87590-116

Influence of vascular comorbities and race on erectile dysfunction after prostate cancer radiotherapy.

Subcategory: 
Category: 
Genitourinary Cancer
Session Type and Session Title: 
General Poster Session A: Prostate Cancer
Abstract Number: 

29

Citation: 
J Clin Oncol 30, 2012 (suppl 5; abstr 29)
Author(s): 
Yuefeng Wang, Tian Liu, Peter J. Rossi, Sherrie Cooper, Ashesh B. Jani; University of Tennessee Health Sciences Center, Memphis, TN; Department of Radiation Oncology, Emory University, Atlanta, GA; Emory University, Atlanta, GA

Abstracts that were granted an exception in accordance with ASCO's Conflict of Interest Policy are designated with a caret symbol (^).

Abstract Disclosures

Abstract: 

Background: Vascular comorbidities (VC’s) [hypertension (HTN), diabetes (DM) and/or hyperlipidemia (HL)] are known factors related to erectile dysfunction (ED) prior to radiotherapy (XRT). We have undertaken this study to understand the influence of VC’s on post-XRT ED incidence, and to further characterize ED incidence by racial groups.

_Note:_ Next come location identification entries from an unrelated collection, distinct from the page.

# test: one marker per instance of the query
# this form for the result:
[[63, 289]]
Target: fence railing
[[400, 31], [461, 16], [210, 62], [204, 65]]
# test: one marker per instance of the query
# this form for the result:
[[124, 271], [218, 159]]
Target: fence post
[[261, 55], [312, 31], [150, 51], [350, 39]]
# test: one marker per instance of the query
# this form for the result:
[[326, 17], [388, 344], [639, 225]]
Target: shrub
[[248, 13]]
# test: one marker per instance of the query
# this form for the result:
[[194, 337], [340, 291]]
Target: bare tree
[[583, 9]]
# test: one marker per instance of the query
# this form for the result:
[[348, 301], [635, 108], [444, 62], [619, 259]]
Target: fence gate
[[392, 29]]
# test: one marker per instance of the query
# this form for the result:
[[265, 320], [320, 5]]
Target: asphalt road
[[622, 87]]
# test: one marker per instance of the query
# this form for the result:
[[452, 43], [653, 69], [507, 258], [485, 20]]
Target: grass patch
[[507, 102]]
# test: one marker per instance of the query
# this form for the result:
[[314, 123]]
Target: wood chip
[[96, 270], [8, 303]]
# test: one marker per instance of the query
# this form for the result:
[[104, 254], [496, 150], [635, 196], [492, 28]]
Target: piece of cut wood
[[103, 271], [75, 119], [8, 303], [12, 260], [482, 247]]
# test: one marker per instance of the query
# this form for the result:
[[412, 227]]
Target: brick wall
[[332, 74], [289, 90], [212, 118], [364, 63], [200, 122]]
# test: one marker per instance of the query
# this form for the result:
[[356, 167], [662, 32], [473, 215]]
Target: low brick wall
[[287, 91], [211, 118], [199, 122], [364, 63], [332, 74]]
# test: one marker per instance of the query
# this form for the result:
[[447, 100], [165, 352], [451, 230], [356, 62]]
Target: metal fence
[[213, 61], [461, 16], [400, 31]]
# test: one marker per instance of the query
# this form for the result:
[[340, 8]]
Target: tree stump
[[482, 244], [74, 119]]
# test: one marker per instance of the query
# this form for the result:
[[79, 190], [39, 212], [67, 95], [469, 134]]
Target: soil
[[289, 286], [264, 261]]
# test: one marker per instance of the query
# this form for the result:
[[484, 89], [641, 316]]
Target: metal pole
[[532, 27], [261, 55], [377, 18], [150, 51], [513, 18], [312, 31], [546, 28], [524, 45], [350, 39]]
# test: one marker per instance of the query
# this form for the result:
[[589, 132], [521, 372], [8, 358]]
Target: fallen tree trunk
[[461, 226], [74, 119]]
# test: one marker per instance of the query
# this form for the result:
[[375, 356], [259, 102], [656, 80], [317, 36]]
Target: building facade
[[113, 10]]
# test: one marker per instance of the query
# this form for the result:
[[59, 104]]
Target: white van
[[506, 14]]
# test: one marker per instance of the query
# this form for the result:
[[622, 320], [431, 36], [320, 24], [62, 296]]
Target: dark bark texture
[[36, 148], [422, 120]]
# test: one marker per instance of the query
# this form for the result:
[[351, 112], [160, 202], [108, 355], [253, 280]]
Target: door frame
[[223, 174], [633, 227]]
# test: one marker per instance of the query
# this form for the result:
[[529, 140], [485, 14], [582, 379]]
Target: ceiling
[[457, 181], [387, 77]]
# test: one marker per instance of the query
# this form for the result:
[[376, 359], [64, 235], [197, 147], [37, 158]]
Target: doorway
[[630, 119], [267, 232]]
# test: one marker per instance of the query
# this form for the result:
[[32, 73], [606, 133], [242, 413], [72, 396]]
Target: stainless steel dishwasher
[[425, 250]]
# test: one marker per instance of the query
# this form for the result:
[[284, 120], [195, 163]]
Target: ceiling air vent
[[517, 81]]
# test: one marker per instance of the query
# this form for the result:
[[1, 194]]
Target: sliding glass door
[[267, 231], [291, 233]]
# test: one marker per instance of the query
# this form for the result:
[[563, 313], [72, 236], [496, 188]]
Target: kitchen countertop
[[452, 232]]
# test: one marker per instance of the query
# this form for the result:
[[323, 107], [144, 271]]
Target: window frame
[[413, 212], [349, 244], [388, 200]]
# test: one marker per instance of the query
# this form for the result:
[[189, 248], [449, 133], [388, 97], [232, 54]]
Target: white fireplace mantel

Methods: We reviewed the charts of 732 prostate cancer patients [267 white (W) and 465 African American (AA)] who received XRT [external beam radiotherapy (EBRT) and/or brachytherapy (BT)] with or without use of hormone therapy between 1999 and 2010. The number of pre-XRT VC’s (0, 1, 2, or 3) was determined by medical history and medication list. ED (defined by use of erectile aids or by documentation of moderate or high sexual dysfunction on patient history) was determined pre-XRT as well as 1, 6, and 12 months post-XRT and compared by follow-up interval since XRT, by number of VC’s, and by race in each case using the two sample proportion test. Results: ED incidence progressively increased with time from 22% pre-XRT to 52% 12 months post-XRT (p<0.001). Additionally, ED incidence increased with increasing of number of VC’s – 12-month incidences between patients with 0 vs 2 (p=0.024), 0 vs 3 (p<0.001), 1 vs 3 (p<0.001), and 2 vs 3 (p=0.004) VC’s were statistically significant (0 vs 1 and 1 vs 2 were non-significant). Pre-XRT ED incidence was 20% vs 23% (for W vs AA patients, p=0.156) due to higher incidence of VC’s in the AA group. At 12 month follow-up, ED incidences for W vs AA patients were 38% vs 45%, 46% vs 49%, 52% vs 57%, and 71% vs 75% with 0, 1, 2 and 3 co-morbidities, respectively (all p-values non-significant). Conclusions: Our analysis represents the first effort exploring post-XRT ED as determined by the number VC’s and by race. Our results suggest that number of VC’s have a significant effect on development of post-XRT ED. Pre- and post-XRT ED appear to be independent of race when number of VC’s are considered. Our results can be used to guide physicians in counseling patients on the incidence of ED by number of VC’s and as preliminary data for prospective efforts aimed at reducing post-XRT ED.